Tiger Haven
- Formation: September 1991; 33 years ago
- Type: Nonprofit
- Tax ID no.: 62-1536897
- Legal status: 501(c)(3)
- Headquarters: Kingston, Tennessee
- Website: https://www.tigerhaven.org/

= Tiger Haven =

Tiger Haven is a non-profit 501(c)3 sanctuary for big cats in Roane County, Tennessee. The sanctuary has been in operation since September 1991.

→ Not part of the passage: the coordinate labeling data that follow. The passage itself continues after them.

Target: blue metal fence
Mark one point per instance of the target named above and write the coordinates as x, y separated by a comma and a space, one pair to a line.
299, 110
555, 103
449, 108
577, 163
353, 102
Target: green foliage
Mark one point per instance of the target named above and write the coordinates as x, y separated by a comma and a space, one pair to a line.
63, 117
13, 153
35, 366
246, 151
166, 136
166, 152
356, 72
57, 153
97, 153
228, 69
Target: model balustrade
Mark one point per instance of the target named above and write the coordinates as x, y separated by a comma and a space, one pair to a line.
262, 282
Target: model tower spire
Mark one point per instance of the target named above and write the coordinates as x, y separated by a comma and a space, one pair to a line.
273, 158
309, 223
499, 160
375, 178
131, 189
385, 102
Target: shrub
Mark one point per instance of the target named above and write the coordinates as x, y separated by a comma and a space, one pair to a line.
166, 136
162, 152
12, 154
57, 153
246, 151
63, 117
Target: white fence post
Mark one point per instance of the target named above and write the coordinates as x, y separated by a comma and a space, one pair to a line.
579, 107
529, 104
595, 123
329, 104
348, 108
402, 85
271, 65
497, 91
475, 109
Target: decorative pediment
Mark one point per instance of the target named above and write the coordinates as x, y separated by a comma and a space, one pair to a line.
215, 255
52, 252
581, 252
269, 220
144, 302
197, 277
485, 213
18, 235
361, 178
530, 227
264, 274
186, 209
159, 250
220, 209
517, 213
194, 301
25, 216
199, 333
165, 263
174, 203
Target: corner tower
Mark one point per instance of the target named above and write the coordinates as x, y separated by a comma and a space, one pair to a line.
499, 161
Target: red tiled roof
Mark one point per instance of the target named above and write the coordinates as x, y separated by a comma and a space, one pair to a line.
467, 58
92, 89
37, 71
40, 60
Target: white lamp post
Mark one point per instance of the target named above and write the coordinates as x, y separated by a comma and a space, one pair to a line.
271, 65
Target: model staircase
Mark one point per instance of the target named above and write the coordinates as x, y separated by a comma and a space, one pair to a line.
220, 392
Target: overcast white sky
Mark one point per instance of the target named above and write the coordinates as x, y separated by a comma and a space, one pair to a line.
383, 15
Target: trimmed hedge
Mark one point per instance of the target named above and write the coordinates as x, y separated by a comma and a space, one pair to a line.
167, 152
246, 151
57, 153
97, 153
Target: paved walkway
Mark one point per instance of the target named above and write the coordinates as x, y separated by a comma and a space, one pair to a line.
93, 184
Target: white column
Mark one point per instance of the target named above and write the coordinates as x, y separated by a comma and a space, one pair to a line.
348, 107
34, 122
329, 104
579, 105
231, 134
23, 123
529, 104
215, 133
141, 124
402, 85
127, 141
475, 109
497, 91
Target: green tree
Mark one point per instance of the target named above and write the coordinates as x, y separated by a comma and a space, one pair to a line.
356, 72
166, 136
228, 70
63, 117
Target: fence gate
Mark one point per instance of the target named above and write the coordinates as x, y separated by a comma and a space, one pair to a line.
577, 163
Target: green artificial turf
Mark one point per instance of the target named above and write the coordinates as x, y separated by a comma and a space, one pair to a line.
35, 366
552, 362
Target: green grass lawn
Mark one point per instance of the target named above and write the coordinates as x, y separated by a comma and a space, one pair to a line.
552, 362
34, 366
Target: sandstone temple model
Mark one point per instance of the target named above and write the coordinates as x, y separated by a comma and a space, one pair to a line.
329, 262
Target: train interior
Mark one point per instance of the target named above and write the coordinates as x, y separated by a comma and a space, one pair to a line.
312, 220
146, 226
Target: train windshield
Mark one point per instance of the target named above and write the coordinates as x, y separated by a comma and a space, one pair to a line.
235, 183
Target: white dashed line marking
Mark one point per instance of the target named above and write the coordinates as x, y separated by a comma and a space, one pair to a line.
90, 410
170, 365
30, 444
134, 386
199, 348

As of December 2020, Tiger Haven reports having over 250 animals in sanctuary, all but 10 of which are tigers, lions, leopards, and cougars. The remaining 10 includes servals, caracals, and bobcats. The sanctuary houses rescued animals deemed to be abused, abandoned or neglected. The facility occupies a 200 acre property. Tiger Haven has never been a roadside zoo by being open to the public and does not exploit the animals by public exhibition and never has. Tiger Haven does no commercial activity with any animal. Tiger Haven is a true sanctuary, with no buying, selling, breeding, or loaning of any animal.

The facility is operated by Tiger Haven, Inc. The facility is a non profit IRS 501(c)3 non-profit. In 1991 it was granted a Tennessee Wildlife Resources Agency permit allowing it to keep tigers and other big cats on the premises.
The animals receive regular veterinary care from the University of Tennessee College of Veterinary Medicine (UTCVM), including on-site visits to sanctuary premises. In 2011, the UTCVM class of 2014 voted to donate proceeds from the first UT College of Veterinary Medicine Charity Golf Classic to benefit Tiger Haven.

==Controversy==

Neighbors of the facility expressed concern that animals might escape and could be heard. However, the lawsuit was dismissed in March 2013.